Revenons-en aux besoins. Quels sont les principaux besoins des pilotes privés ?
Quatre-vingt-dix pour cent des pilotes qui viennent nous voir veulent que nous leur montrions quelque chose que leurs instructeurs ne leur ont jamais montré. Par exemple, comment terminer un "full stall", c'est-à-dire un décrochage complet. Ou un décrochage asymétrique. C'est ce que nos clients demandent avant tout. Et puis, bien sûr, le "spin recovery", c'est-à-dire l'interception d'un avion en vrille, parce que la plupart n'ont jamais vu un vrai spin, une vraie vrille.
Qu'est-ce qui vous plaît dans le travail de sécurité avec les pilotes dans le cadre de la formation continue ?
Pour moi, il est très intéressant de voir comment les gens montent dans l'avion et avec quel visage ils en descendent après l'exercice. J'ai eu un pilote très talentueux qui s'est figé lorsque l'avion est parti en vrille. Il ne pouvait rien faire et l'avion était sur le point de tomber du ciel.. J'ai pris le relais et lorsque nous sommes revenus à une situation de vol normale, il a dit que c'était l'expérience la plus incroyable de sa vie de pilote. J'ai dit : "D'accord, nous allons le refaire, cette fois ensemble". Lorsque nous sommes descendus de l'avion, je lui ai dit que je n'avais pas du tout besoin de l'aider. Et puis j'ai vu sur son visage ce "Ok, maintenant je sais ce qu'il faut faire".
Wings Level opère à partir de différents aérodromes. C'est plutôt inhabituel pour une école de pilotage. Comment le concept est-il accueilli ?
Nous allons là où il y a un besoin. Par exemple, nous avons un partenariat avec Neuchâtel et avec Rarogne. Les responsables sont super ouverts. Nous sommes là pour aider, pas pour concurrencer les autres écoles de vol. L'idée est d'organiser chaque année un "Defy Gravity Meet-Up" à Rarogne. Nous faisons les "Upset Recovery Seminars" là où il y a un besoin. Si une école de pilotage nous appelle, nous y allons avec notre machine.
Les pilotes ne devraient-ils pas être formés sur place sur leur propre avion ou sur leur avion de location ?
Non. Le problème, c'est que notre formation est vraiment basée sur le "upset recovery". L'avion doit donc être certifié pour ces manœuvres. Si quelqu'un venait avec un avion qui n'est pas certifié pour cela, ce serait non seulement illégal, mais surtout dangereux. Nous travaillons avec nos propres avions, car ce n'est pas le genre d'exercices que les pilotes doivent ensuite pratiquer eux-mêmes. Il ne s'agit pas pour eux d'aller faire un spin après avoir fait un spin chez nous. Ce serait très dangereux. Ils doivent vivre une expérience exceptionnelle dans un cadre contrôlé.

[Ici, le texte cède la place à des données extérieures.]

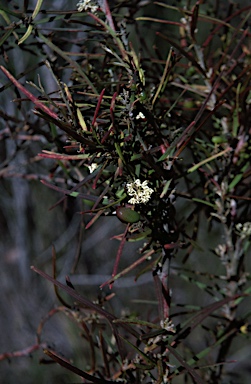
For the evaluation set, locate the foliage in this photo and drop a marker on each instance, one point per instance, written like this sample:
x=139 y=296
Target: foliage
x=157 y=126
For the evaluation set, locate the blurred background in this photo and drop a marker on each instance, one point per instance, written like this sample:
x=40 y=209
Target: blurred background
x=30 y=225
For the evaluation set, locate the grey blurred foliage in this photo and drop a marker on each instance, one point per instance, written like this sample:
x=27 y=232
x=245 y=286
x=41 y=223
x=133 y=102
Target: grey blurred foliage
x=28 y=229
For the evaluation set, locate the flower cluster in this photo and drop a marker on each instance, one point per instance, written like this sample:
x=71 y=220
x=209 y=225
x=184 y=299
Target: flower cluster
x=87 y=5
x=139 y=191
x=244 y=230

Pourquoi des "séminaires de récupération d'upset" et non une formation à la voltige ?
"Upset Recovery" et voltige aérienne sont deux choses différentes. Nous proposons également des formations à la voltige. Mais les figures de voltige sont des manœuvres volontaires. C'est là que nous entraînons la précision du pilotage. Je veux faire un looping, je veux faire un spin. Un spin que j'initie consciemment n'est pas une situation d'upset. Le problème est le suivant : que m'arrive-t-il si je ne sais pas à quoi ressemble un spin et que je me retrouve involontairement dedans ? Lorsque je fais de la voltige, je sais ce que je fais. Je peux faire des figures de travers, elles ne sont alors pas belles à voir, mais le mouvement est intentionnel. Le "upset" est inattendu.

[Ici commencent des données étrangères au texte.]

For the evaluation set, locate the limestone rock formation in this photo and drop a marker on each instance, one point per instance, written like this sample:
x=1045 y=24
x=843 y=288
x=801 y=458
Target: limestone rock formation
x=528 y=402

Que souhaitez-vous absolument transmettre aux pilotes ?
Voler, c'est cool et très amusant. Mais il y a des risques et il est important que les pilotes comprennent comment un avion vole, en termes d'aérodynamique. Et le plus important, c'est l'expérience. On peut lire beaucoup de choses dans les livres, mais en réalité, les choses sont parfois très différentes. Une fois que nous avons compris où sont les limites, nous sommes plus en sécurité.